In the Church schools and "universities" to-day it is quite pathetic to hear the professors wrestle with geology and Genesis, and cut their astronomy to fit Joshua. If in one of these institutions for the petrifaction of the human mind there is a teacher who is either not nimble enough to escape the conclusions of a bright pupil or too honest to try, he is at once found to be "incompetent as an instructor," and is dropped from the faculty. I know one case where it took twenty years to discover that a professor was not able to teach geology—and it took a heresy-hunter with a Bible to do it then.

But it is the claim of the Church in regard to the education of women with which I have to do here.

Women in Greece and Rome under Pagan rule had become learned and influential to an unparalleled degree.*

The early Fathers of the Church found women thirsty for knowledge and eager for opportunities to learn. They thereupon set about making it disreputable for a woman to know anything,** and in order to clinch their prohibition the Church asserted that woman was unable to learn, had not the mental capacity,*** was created without mental power and for purely physical purposes.

* See Lecky, Milman, Diderot, Morley, Christian, and others.
** "In the fourth century we find that holy men in council
gravely argued the question, and that too with abundant
confidence in their ability and power to decide the whole
matter: 'Ought women to be called human beings?' A wise
and pious father in the Church, after deliberating solemnly
and long on the vexed question of women, finally concluded:
'The female sex is not a fault in itself, but a fact in
nature for which women themselves are not to blame;' but he
graciously cherished the opinion that women will be
permitted to rise as men, at the resurrection.
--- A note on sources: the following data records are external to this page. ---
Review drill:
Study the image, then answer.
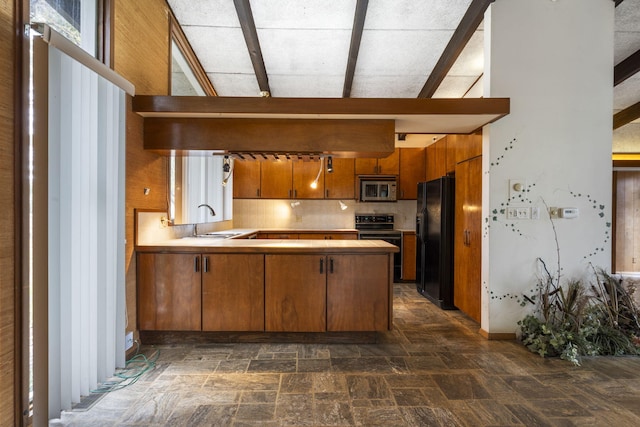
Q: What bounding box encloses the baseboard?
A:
[478,328,516,341]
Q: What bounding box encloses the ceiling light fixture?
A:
[311,157,324,190]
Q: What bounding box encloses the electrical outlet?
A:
[124,332,133,351]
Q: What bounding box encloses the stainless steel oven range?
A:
[355,214,402,281]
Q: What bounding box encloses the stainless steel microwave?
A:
[360,177,397,202]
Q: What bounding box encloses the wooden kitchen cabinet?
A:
[292,160,324,199]
[233,160,260,199]
[402,231,417,280]
[137,253,202,331]
[356,148,400,175]
[324,158,356,200]
[260,160,292,199]
[453,156,482,322]
[202,254,264,331]
[327,254,391,332]
[265,254,327,332]
[398,148,426,200]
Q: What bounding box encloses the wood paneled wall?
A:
[0,0,17,425]
[614,171,640,273]
[113,0,170,342]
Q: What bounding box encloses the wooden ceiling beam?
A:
[418,0,495,98]
[233,0,271,96]
[613,50,640,86]
[613,102,640,130]
[342,0,369,98]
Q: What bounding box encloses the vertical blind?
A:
[33,25,132,418]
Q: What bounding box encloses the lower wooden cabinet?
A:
[137,252,393,332]
[402,231,416,280]
[264,254,327,332]
[137,253,202,331]
[202,254,264,331]
[327,255,391,331]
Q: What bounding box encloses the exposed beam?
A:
[233,0,271,96]
[418,0,494,98]
[613,102,640,130]
[613,50,640,86]
[342,0,369,98]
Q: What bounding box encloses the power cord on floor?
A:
[91,340,160,393]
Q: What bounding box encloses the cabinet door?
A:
[292,160,324,199]
[453,157,482,322]
[402,232,416,280]
[378,148,400,175]
[137,253,202,331]
[233,160,260,199]
[265,255,327,332]
[324,158,356,199]
[398,148,426,200]
[260,160,293,199]
[202,254,264,331]
[327,254,392,331]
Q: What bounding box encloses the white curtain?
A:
[33,25,132,418]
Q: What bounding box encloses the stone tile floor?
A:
[56,283,640,427]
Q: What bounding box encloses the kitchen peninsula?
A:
[136,230,398,344]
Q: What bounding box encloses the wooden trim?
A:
[169,7,218,96]
[613,50,640,86]
[144,117,395,157]
[613,102,640,130]
[97,0,115,69]
[478,328,517,341]
[418,0,494,98]
[233,0,271,96]
[342,0,369,98]
[133,95,510,118]
[13,0,30,425]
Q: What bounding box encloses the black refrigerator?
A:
[416,176,456,310]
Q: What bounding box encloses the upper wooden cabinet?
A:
[398,148,426,200]
[324,158,356,200]
[260,160,293,199]
[233,160,260,199]
[292,161,324,199]
[356,148,400,175]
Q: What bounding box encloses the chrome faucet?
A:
[198,203,216,216]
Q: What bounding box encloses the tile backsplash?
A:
[233,199,417,230]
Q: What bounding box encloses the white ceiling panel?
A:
[351,75,425,98]
[184,27,253,73]
[613,74,640,110]
[168,0,240,29]
[258,29,351,75]
[365,0,471,30]
[269,74,344,98]
[207,72,260,96]
[249,0,356,30]
[432,76,477,98]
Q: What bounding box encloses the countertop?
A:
[136,229,399,253]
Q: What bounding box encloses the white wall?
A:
[481,0,614,333]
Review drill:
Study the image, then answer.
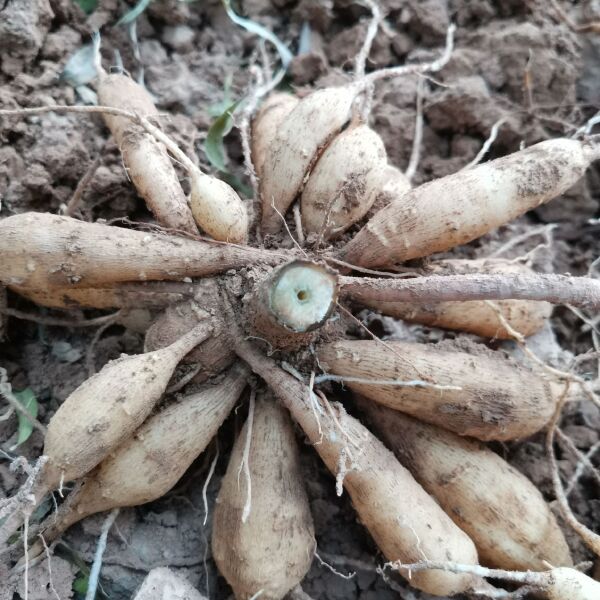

A few
centuries later the masculine mind underwent great agitation
over the question: 'Would it be consistent with the duties
and uses of women for them to learn the alphabet?' And in
America, after Bridget Gaffort had donated the first plot of
ground for a public school, girls were still denied the
advantages of such schools. The questions—'Shall women be
allowed to enter colleges?' and 'Shall they be admitted
into the professions?' have been as hotly contested as has
been the question of their humanity."
—Gamble.
*** "There existed at the same time in this celebrated city a
class of women, the glory of whose intellectual brilliancy
still survives; and when Alcibiades drew around him the
first philosophers and statesmen of Greece, 'it was a virtue
to applaud Aspasia;' of whom it has been said that she
lectured publicly on rhetoric and philosophy with such
ability that Socrates and Alcibiades gathered wisdom from
her lips, and so marked was her genius for statesmanship
that Pericles afterward married her and allowed her to
govern Athens, then at the height of its glory and power.
Numerous examples might be cited in which Athenian women
rendered material aid to the state."
—Gamble.

It was maintained that her "sphere" was clearly defined, and that it was purely and solely an animal one; and worst of all it was stoutly asserted that her greatest crime had always been a desire for wisdom, and that it was this desire which brought the penalty of labor and death into this world.*

With such a belief it is hardly strange that the education of girls was looked upon as a crime; and with such a record it is almost incredible effrontery that enables the Church to-day to claim credit for the education of women,** If she were to educate every woman living, free of charge, in every branch of known knowledge, she could not repay woman for what she has deprived her of in the past, or efface the indignity she has already offered.***

* See Morley's "Diderot," p. 76; Lea's "Sacerdotal
Celibacy;" Lecky's "European Morals."
** See Appendix H, 1 to 4.
*** Lecky, "European Morals," p. 310.